Doxia

Documentation that earns a second life.

In development · Commercial

A five-stage pipeline that takes the documents you already have, cleans and classifies them, and ships them where they need to go. Run it forward and the knowledge base gets sane. Run it in reverse and the same clean output is a corpus primed for retrieval, ingestion, or training. Proprietary, and built to run on-prem where the documents cannot leave the building.

01 / The pipeline

How does sprawl become a clean corpus?

Five stages

01Ingest
Pulls from local and network shares, cloud storage, APIs, Git, and databases. OCR brings scanned PDFs and images into the flow. Three gates run before anything else: a malware scan, prompt-injection detection, and content moderation.
02Analyze
Extracts text and metadata, detects structure and language, expands archives within safety caps, normalizes everything to UTF-8, and deduplicates by content hash so the same document never gets processed twice.
03Classify
Rule-based tagging plus a sensitivity scanner that flags PII, PHI, PCI, credentials, and network details.
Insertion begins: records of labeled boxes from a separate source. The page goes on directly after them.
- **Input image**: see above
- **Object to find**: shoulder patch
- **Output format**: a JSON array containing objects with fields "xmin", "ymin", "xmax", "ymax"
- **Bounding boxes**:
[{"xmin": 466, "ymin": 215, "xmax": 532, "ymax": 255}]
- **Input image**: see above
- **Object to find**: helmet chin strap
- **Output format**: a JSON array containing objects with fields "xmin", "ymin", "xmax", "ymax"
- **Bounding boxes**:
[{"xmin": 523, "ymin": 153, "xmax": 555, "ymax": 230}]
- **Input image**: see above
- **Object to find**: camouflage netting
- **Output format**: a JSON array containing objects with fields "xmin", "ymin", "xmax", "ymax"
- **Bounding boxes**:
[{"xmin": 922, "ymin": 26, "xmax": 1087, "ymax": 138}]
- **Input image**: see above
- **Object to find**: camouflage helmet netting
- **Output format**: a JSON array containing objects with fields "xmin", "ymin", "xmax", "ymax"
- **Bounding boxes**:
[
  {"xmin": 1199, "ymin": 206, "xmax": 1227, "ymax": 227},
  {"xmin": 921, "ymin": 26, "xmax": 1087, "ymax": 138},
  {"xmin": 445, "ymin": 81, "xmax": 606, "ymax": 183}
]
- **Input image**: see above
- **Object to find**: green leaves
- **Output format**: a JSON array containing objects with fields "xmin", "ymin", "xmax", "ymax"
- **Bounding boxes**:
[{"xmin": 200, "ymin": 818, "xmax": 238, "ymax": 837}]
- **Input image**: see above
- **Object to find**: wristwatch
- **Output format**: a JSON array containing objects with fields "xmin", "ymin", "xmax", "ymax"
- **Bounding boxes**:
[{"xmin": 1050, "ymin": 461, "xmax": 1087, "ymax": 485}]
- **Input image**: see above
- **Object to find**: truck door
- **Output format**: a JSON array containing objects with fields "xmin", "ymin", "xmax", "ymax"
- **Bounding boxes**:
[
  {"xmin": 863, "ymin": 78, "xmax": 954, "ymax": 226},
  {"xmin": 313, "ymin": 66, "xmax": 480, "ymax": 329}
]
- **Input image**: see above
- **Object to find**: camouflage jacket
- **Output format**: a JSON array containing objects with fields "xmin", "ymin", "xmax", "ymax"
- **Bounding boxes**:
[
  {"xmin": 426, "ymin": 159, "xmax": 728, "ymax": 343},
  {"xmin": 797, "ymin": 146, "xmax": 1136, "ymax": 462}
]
Optional AI classification (local Ollama or a cloud model) adds context-aware tags and document-type detection.
04Convert
Pandoc and its toolchain turn a dozen input formats into clean Markdown, searchable PDF/A, DOCX, HTML, and more. The redaction module applies one of five strategies to anything the sensitivity scanner flagged.
05Distribute
Delivers to Git (pull-request mode with human review), Wiki.js, Confluence, SharePoint, Paperless-ngx, file systems, or downstream automation like n8n and webhooks.

02 / Two directions

The same clean output, used two ways.

Forward flow

A knowledge base the team trusts.

Point it at the sprawl you actually have. It comes out clean, structured, deduplicated, and readable. The wiki stops being the place documentation goes to die.

Reverse flow

A corpus that is ready for AI.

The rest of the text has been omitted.